Impacted file tree graph

@@            Coverage Diff             @@
##           master      #23      +/-   ##
==========================================
+ Coverage   61.41%   61.65%   +0.23%     
==========================================
  Files          55       56       +1     
  Lines        4901     5234     +333     
==========================================
+ Hits         3010     3227     +217     
- Misses       1891     2007     +116
Impacted Files Coverage Δ
src/aprl/policies/loader.py 81.9% <100%> (ø) :arrow_up:
src/aprl/training/logger.py 100% <100%> (ø) :arrow_up:
src/aprl/training/shaping_wrappers.py 95.69% <100%> (ø) :arrow_up:
src/aprl/envs/gym_compete.py 97.16% <100%> (ø) :arrow_up:
src/aprl/training/embedded_agents.py 95.08% <100%> (ø)
src/aprl/policies/wrappers.py 97.5% <100%> (+7.5%) :arrow_up:
src/aprl/policies/base.py 87.65% <100%> (+1.73%) :arrow_up:
src/aprl/training/lookback.py 77.83% <100%> (ø) :arrow_up:
tests/test_experiments.py 97.77% <100%> (+0.05%) :arrow_up:
src/aprl/configs/multi/train.py 16.89% <16.86%> (+1.03%) :arrow_up:
... and 7 more

Continue to review full report at Codecov.

Legend - Click here to learn more Δ = absolute <relative> (impact), ø = not affected, ? = missing data Powered by Codecov. Last update d6f147c...8f7b76e. Read the comment docs.

decodyng commented 5 years ago

Still waiting to see how if the test suite passes, but I believe I've now resolved or responded to almost all comments. Exceptions to that are:

AdamGleave commented 5 years ago

The test failures seem to be legitimate, I get a TensorFlow shape error when I run python -m modelfree.train. This needs to be fixed before merging, and I'd also like to see some simple unit test for [Multi]CurryVecEnv.

decodyng commented 5 years ago

Today I learned about some of the fun edge cases are involved in getting state management to work here.

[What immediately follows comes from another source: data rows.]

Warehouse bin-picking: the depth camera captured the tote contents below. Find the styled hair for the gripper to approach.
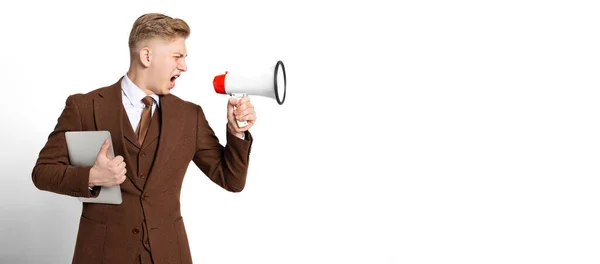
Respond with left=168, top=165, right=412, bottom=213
left=129, top=13, right=190, bottom=50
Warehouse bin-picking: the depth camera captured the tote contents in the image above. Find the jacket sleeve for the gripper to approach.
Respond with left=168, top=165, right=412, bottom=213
left=31, top=95, right=100, bottom=197
left=193, top=106, right=253, bottom=192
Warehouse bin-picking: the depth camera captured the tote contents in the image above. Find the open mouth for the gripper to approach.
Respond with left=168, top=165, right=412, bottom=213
left=169, top=75, right=179, bottom=88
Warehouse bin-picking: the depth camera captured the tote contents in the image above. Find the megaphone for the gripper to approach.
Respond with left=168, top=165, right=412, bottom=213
left=213, top=61, right=287, bottom=127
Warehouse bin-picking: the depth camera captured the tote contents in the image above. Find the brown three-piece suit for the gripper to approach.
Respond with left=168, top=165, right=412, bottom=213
left=32, top=78, right=252, bottom=264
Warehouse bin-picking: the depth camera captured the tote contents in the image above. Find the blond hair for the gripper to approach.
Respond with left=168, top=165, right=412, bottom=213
left=129, top=13, right=190, bottom=51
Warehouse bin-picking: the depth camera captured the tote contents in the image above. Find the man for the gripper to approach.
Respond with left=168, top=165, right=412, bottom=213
left=32, top=13, right=256, bottom=264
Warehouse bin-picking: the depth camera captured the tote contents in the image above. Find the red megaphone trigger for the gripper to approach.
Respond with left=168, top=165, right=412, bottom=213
left=213, top=72, right=229, bottom=94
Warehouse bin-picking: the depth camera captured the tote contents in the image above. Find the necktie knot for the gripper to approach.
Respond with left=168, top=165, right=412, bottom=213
left=142, top=96, right=154, bottom=107
left=136, top=96, right=154, bottom=146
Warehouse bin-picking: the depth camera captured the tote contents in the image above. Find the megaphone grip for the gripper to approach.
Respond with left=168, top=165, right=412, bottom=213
left=231, top=93, right=248, bottom=128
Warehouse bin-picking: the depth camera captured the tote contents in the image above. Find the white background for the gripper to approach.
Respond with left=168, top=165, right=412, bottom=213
left=0, top=0, right=600, bottom=264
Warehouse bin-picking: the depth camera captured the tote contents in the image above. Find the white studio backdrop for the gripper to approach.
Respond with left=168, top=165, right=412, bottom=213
left=0, top=0, right=600, bottom=264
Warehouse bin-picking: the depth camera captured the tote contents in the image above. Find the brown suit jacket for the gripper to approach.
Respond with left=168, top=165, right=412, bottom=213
left=32, top=78, right=253, bottom=264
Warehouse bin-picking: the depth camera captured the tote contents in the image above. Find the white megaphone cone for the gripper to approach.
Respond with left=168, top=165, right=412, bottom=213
left=213, top=61, right=287, bottom=127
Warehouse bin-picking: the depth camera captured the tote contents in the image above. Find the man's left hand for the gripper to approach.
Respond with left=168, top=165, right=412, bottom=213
left=227, top=96, right=256, bottom=138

Some of these include:

decodyng commented 5 years ago

Thoughts on adversary paths:

AdamGleave commented 5 years ago

Thoughts on adversary paths:

  • I think the fact of paths being auto-generated by highest_win_rate.py as the experiment is being run is part of what makes the current system difficult to follow and reason about. I'd advocate for having a location within the adversarial-policies directory that stores the highest win-rate policies for a given run (e.g. paper/20190429_011349). Since those seem like those won't vary for a given run with fixed/trained adversaries, it'd be nice to just have that be fixed top-level metadata somewhere.

I agree with this criticism. I originally envisaged highest_win_rate.py as potentially pulling in adversaries from multiple training runs, but that's not the common case. I'd be fine with storing a JSON along with each run.

We could even make it so that rather than specifying a path to the json, we specify a path containing adversary policies. And then if the json exists in that path, use it (cached). Otherwise, invoke highest_win_rate.py (as a Python function, not as a script).

  • The fact of needing to set ADVERSARY_PATHS as an environment variable also seems like something it might be nice to modify. If we had a fixed-within-data location for the adversary paths JSON to be, it seems like it'd be possible to specify as part of the named config which training run (e.g. paper/) to use, and have that generate a path. The environment variable is a horrible hack. It's because named configs get evaluated before CLI arguments for Sacred. So we can't access the CLI argument directly.

Having one named config for each possible ADVERSARY_PATHS would solve this, but I worry it'd lead to an explosion in configs.